Découvrez un festival de lutte-théâtre unique au Théâtre Aux Écuries

Publié le 7 septembre 2022 par Mathilde Recly

Crédit photo : Najim Chaoui

Dans le cadre de «L’entrevue éclair avec…», Bible urbaine pose 5 questions à un artiste ou à un artisan de la culture afin d’en connaître un peu plus sur sa personne, sur son parcours professionnel, ses inspirations, et bien sûr l’œuvre qu’il révèle au grand public. Aujourd’hui, on a jasé avec Hilaire Saint-Laurent et Élisabeth Coulon-Lafleur qui sont derrière deux pièces présentées à ROYALMANIA, un festival de lutte-théâtre qui se tient au Théâtre Aux Écuries du 6 au 24 septembre prochains. Immersion dans leurs inspirations, leurs univers et leur passion commune pour la lutte... et le théâtre, évidemment!

Élisabeth, Hilaire, nous sommes ravis de faire votre connaissance! Vous qui participez tous deux au festival ROYALMANIA, on est curieux de savoir : d’où vous est venue la fascination pour la lutte, et pourquoi l’avez-vous intégrée à vos approches et créations artistiques?

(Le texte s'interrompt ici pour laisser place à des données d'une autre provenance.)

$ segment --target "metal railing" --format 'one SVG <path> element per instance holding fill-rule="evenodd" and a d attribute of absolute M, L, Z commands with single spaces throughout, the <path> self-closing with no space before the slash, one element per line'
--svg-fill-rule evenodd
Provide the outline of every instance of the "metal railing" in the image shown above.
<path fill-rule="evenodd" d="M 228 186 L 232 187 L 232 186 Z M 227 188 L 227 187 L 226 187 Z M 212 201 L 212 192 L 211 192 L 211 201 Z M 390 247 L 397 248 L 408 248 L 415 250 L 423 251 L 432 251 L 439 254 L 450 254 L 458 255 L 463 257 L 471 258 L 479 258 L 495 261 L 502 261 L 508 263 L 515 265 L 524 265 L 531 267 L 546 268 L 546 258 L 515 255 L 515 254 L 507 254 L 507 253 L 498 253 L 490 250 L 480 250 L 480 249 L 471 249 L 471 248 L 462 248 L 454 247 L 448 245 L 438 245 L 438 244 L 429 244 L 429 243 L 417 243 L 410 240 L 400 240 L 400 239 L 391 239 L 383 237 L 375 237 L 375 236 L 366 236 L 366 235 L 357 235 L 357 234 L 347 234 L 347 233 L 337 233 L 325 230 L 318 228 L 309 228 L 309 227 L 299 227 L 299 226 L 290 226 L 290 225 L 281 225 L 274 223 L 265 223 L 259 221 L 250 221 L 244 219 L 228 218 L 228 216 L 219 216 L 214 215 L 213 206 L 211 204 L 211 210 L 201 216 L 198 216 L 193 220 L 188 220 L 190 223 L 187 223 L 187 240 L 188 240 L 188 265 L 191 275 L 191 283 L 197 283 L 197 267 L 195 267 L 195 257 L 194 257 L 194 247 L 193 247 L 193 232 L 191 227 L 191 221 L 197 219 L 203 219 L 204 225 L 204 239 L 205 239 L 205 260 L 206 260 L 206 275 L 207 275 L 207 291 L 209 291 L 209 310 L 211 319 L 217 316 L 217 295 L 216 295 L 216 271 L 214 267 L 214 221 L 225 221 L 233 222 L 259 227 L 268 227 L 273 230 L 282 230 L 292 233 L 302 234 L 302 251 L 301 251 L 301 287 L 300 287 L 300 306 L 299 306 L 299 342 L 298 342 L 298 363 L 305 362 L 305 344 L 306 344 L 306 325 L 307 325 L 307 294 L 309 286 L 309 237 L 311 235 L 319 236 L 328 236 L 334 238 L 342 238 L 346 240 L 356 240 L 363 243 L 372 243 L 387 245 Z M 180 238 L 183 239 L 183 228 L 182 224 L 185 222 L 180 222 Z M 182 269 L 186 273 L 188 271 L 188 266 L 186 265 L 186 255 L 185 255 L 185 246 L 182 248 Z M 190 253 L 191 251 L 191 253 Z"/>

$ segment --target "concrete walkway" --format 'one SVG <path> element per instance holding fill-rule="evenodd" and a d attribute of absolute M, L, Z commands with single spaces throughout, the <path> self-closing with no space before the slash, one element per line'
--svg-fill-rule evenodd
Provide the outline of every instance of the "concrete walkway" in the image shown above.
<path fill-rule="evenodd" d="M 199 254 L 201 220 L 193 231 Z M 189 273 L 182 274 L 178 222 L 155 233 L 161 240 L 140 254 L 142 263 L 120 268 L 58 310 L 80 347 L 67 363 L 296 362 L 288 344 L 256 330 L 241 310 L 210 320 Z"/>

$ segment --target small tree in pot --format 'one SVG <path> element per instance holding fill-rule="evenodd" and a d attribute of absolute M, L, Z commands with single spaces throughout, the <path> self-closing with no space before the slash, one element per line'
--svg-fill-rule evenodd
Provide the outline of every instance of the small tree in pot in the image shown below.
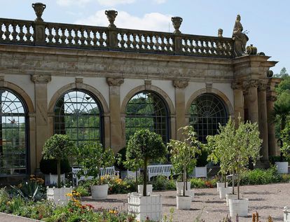
<path fill-rule="evenodd" d="M 68 135 L 54 134 L 44 144 L 42 154 L 44 160 L 56 160 L 57 161 L 57 188 L 60 188 L 61 160 L 74 153 L 74 143 Z"/>
<path fill-rule="evenodd" d="M 146 196 L 147 166 L 150 160 L 160 161 L 167 153 L 161 136 L 148 130 L 137 131 L 132 136 L 127 146 L 126 157 L 134 169 L 144 169 L 143 195 Z"/>
<path fill-rule="evenodd" d="M 183 130 L 184 141 L 171 139 L 167 147 L 171 148 L 171 162 L 175 173 L 183 175 L 183 196 L 186 196 L 187 172 L 192 172 L 196 165 L 195 156 L 201 153 L 202 144 L 197 139 L 196 132 L 192 126 L 181 128 Z M 191 202 L 191 199 L 190 200 Z M 189 202 L 189 209 L 190 209 Z M 188 206 L 180 207 L 179 209 L 188 209 Z"/>
<path fill-rule="evenodd" d="M 230 119 L 226 126 L 220 127 L 219 134 L 214 136 L 216 143 L 225 146 L 221 162 L 228 165 L 237 174 L 237 200 L 229 200 L 230 216 L 235 216 L 237 214 L 245 216 L 248 214 L 249 200 L 240 199 L 240 179 L 242 170 L 247 169 L 249 160 L 255 162 L 259 157 L 262 143 L 259 134 L 256 123 L 244 123 L 240 117 L 237 128 L 235 122 Z"/>
<path fill-rule="evenodd" d="M 97 142 L 88 142 L 77 148 L 78 160 L 82 165 L 79 174 L 92 176 L 98 186 L 91 186 L 92 199 L 105 199 L 108 195 L 109 186 L 102 186 L 101 169 L 112 166 L 115 157 L 111 148 L 104 148 Z M 99 188 L 99 191 L 97 189 Z"/>

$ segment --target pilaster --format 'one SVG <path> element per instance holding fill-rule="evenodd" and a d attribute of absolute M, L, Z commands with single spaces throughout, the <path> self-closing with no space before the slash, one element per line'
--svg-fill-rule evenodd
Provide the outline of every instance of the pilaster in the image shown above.
<path fill-rule="evenodd" d="M 49 127 L 48 127 L 49 123 L 47 85 L 51 81 L 51 76 L 49 75 L 34 74 L 32 75 L 31 80 L 34 82 L 35 91 L 35 160 L 36 168 L 39 168 L 44 142 L 50 135 Z"/>
<path fill-rule="evenodd" d="M 106 82 L 109 88 L 110 144 L 116 153 L 123 148 L 121 118 L 120 114 L 120 87 L 124 83 L 124 79 L 122 78 L 107 78 Z M 108 127 L 106 125 L 106 124 L 109 123 L 107 120 L 106 121 L 105 118 L 105 127 Z"/>
<path fill-rule="evenodd" d="M 177 140 L 182 139 L 182 131 L 179 128 L 186 125 L 185 118 L 185 88 L 188 85 L 188 81 L 174 80 L 172 81 L 175 88 L 175 111 L 176 111 L 176 138 Z"/>

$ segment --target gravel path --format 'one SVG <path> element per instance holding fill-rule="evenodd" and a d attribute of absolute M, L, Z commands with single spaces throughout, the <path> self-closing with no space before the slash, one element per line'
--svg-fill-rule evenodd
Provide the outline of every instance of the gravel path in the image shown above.
<path fill-rule="evenodd" d="M 223 200 L 220 200 L 216 188 L 195 189 L 195 200 L 191 203 L 190 210 L 176 209 L 176 191 L 154 192 L 163 198 L 163 215 L 170 214 L 171 208 L 174 209 L 174 221 L 192 221 L 200 215 L 205 222 L 219 222 L 226 217 L 228 207 Z M 261 222 L 266 222 L 269 215 L 274 222 L 283 221 L 283 208 L 290 207 L 290 184 L 279 183 L 259 186 L 245 186 L 241 187 L 242 197 L 249 199 L 249 216 L 240 218 L 240 222 L 251 221 L 251 214 L 257 211 Z M 104 201 L 95 201 L 90 197 L 83 197 L 83 204 L 91 204 L 96 208 L 127 209 L 127 195 L 109 195 Z M 0 213 L 1 222 L 31 222 L 24 218 Z"/>
<path fill-rule="evenodd" d="M 268 221 L 270 215 L 273 221 L 283 221 L 283 208 L 290 206 L 290 184 L 279 183 L 259 186 L 245 186 L 240 188 L 242 197 L 249 198 L 249 216 L 240 218 L 240 222 L 251 221 L 251 214 L 257 211 L 261 222 Z M 174 221 L 193 221 L 200 215 L 205 222 L 219 222 L 229 214 L 225 200 L 220 200 L 216 188 L 195 189 L 195 200 L 190 210 L 177 210 L 176 208 L 176 191 L 153 192 L 163 198 L 163 215 L 170 214 L 174 208 Z M 97 208 L 127 209 L 127 195 L 109 195 L 104 201 L 92 201 L 84 197 L 83 203 L 90 203 Z"/>

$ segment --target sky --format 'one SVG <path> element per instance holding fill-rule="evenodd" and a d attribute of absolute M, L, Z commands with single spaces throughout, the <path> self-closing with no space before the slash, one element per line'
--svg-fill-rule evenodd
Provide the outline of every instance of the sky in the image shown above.
<path fill-rule="evenodd" d="M 46 22 L 106 27 L 104 11 L 115 9 L 119 28 L 172 32 L 171 17 L 180 16 L 184 34 L 216 36 L 221 28 L 225 37 L 240 14 L 247 45 L 279 62 L 274 74 L 283 67 L 290 73 L 289 0 L 0 0 L 0 18 L 33 20 L 32 4 L 39 1 L 46 4 Z"/>

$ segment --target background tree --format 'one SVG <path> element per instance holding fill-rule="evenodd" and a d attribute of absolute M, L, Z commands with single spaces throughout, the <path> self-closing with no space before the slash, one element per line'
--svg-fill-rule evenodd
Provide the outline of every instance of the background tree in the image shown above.
<path fill-rule="evenodd" d="M 42 153 L 44 159 L 57 160 L 57 187 L 60 188 L 60 162 L 69 155 L 74 154 L 75 146 L 69 137 L 54 134 L 46 141 Z"/>
<path fill-rule="evenodd" d="M 181 130 L 184 141 L 170 139 L 167 147 L 171 148 L 171 162 L 175 173 L 182 174 L 184 181 L 183 195 L 186 195 L 186 184 L 187 183 L 187 172 L 193 172 L 196 165 L 197 154 L 201 153 L 202 144 L 198 140 L 196 132 L 191 125 L 186 126 Z"/>
<path fill-rule="evenodd" d="M 136 164 L 136 167 L 141 166 L 143 174 L 143 195 L 147 195 L 147 166 L 150 160 L 160 161 L 167 153 L 161 136 L 148 130 L 137 131 L 132 136 L 127 146 L 126 156 Z"/>

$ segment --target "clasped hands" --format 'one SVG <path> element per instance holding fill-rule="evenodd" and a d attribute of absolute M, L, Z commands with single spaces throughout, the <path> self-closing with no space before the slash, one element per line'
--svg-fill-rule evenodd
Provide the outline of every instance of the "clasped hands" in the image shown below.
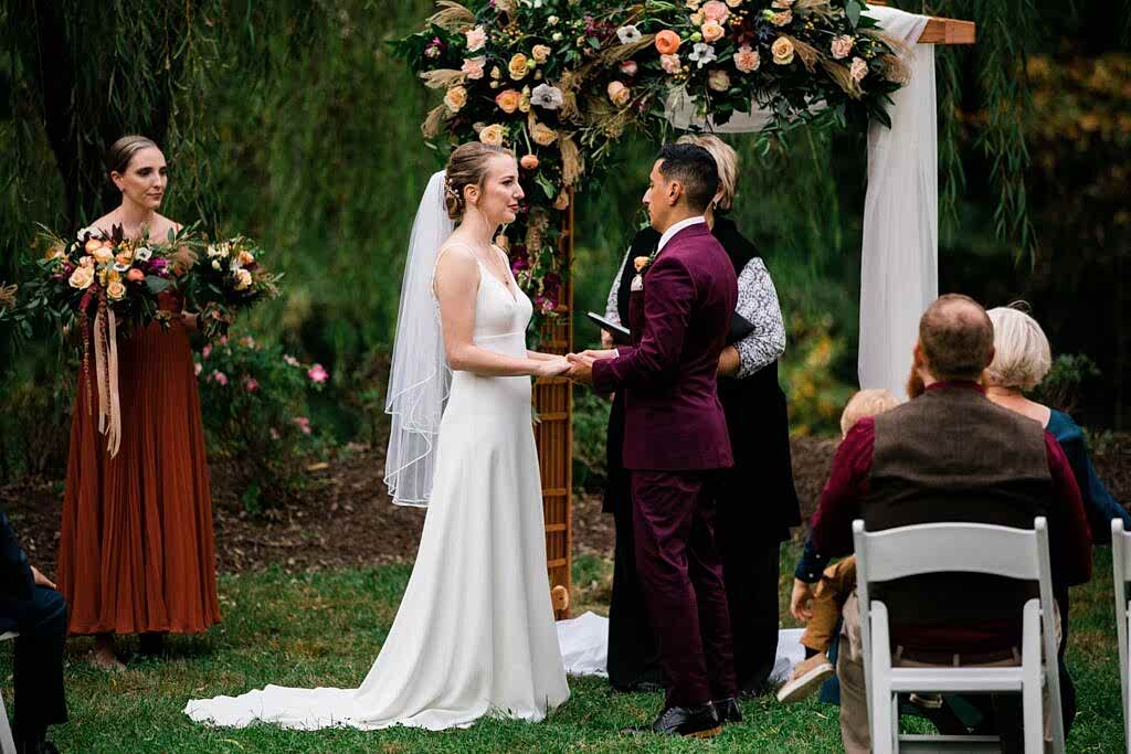
<path fill-rule="evenodd" d="M 616 349 L 582 350 L 580 354 L 569 354 L 553 361 L 554 374 L 546 376 L 568 376 L 579 384 L 593 384 L 593 364 L 601 358 L 615 358 Z M 547 366 L 550 366 L 547 364 Z"/>

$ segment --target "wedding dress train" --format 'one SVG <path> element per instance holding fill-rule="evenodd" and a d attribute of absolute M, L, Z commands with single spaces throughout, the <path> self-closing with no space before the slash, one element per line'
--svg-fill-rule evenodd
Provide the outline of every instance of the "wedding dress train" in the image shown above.
<path fill-rule="evenodd" d="M 480 274 L 476 345 L 525 357 L 529 298 Z M 454 374 L 412 578 L 359 688 L 270 685 L 184 712 L 233 727 L 438 730 L 486 714 L 537 721 L 564 702 L 530 418 L 529 378 Z"/>

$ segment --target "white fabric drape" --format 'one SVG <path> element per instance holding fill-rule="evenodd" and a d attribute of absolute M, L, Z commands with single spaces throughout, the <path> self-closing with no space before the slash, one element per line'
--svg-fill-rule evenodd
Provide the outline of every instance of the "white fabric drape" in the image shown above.
<path fill-rule="evenodd" d="M 867 133 L 857 367 L 862 388 L 906 398 L 918 319 L 939 295 L 934 45 L 917 44 L 925 16 L 880 7 L 869 15 L 910 47 L 910 80 L 891 96 L 891 128 L 873 123 Z"/>
<path fill-rule="evenodd" d="M 910 80 L 891 96 L 891 128 L 873 123 L 867 135 L 858 376 L 862 388 L 904 397 L 920 315 L 939 295 L 934 45 L 917 44 L 926 16 L 883 7 L 867 15 L 909 47 Z M 716 127 L 696 114 L 683 90 L 668 97 L 666 114 L 677 129 L 717 133 L 759 131 L 769 120 L 756 106 Z"/>

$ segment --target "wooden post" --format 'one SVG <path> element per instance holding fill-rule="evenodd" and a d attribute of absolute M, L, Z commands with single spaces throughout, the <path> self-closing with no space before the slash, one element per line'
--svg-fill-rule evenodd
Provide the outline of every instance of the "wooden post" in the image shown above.
<path fill-rule="evenodd" d="M 562 228 L 561 300 L 558 318 L 542 330 L 542 350 L 568 354 L 573 348 L 573 280 L 569 275 L 573 260 L 573 191 Z M 558 618 L 570 617 L 570 590 L 573 565 L 573 384 L 566 378 L 538 378 L 534 383 L 534 409 L 537 422 L 534 436 L 538 444 L 542 471 L 542 511 L 546 527 L 546 570 L 550 597 Z"/>

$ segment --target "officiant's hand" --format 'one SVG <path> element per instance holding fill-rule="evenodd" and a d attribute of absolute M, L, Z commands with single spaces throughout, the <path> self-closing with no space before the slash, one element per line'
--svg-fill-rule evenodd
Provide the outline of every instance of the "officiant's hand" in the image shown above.
<path fill-rule="evenodd" d="M 801 579 L 793 580 L 793 593 L 789 595 L 789 613 L 801 623 L 809 623 L 813 617 L 813 584 Z"/>
<path fill-rule="evenodd" d="M 566 376 L 580 384 L 593 384 L 593 363 L 597 359 L 584 354 L 570 354 L 566 358 L 570 363 L 570 370 Z"/>

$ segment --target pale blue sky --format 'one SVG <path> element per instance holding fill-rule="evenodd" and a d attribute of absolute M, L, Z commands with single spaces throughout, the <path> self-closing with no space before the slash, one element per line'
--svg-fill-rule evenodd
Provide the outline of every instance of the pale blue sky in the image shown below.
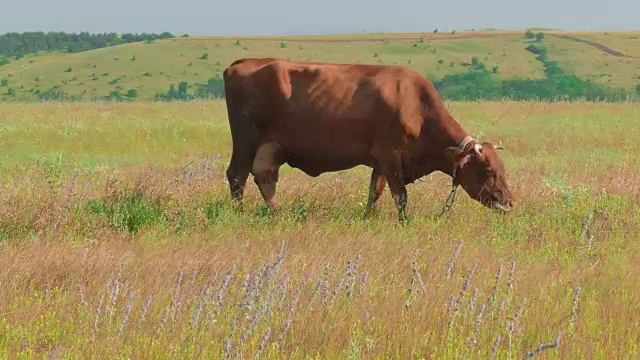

E.C-L. «C’est une fascination transmise par un ex-passionné. Un RoyalRumble et quelques ailes de poulet plus tard, et j’étais tombée dedans comme Obélix dans la potion magique! En parallèle, je finissais mon bac à l’UQAM et j’ai réalisé que les comédien·ne·s avec qui j’étudiais avaient eux aussi eu la piqûre.»

«C’est dans le cadre d’un cours qui appelait à une réécriture d’une tragédie classique que le projet a commencé. Les liens entre Shakespeare et l’art de la lutte sont tellement nombreux que ça nous est apparu comme une évidence. Finalement, ce qui ne devait être qu’un exercice étudiant est devenu une grande aventure de plus de 3 ans!»

H. S-L. «Ma passion pour la lutte est assez récente. En dernière année à l’École nationale de théâtre du Canada en 2015, nous avons organisé un gala de lutte dans le gymnase de l’école. Ça a été une grande révélation. J’y ai vu dans cette pratique étrange une immense théâtralité. Mais plus encore, j’y ai perçu une corrélation franche entre les codes de la tragédie grecque et ceux de la lutte. Les commentateurs donnent leur opinion comme un chœur, les entrées des personnages ressemblent aux entrées cérémoniales des tragédiens, les longues prises de parole des lutteurs équivalent aux tirades en vers, etc. Je me suis dit qu’il y avait quelque chose à creuser dans la fusion de ces deux univers.»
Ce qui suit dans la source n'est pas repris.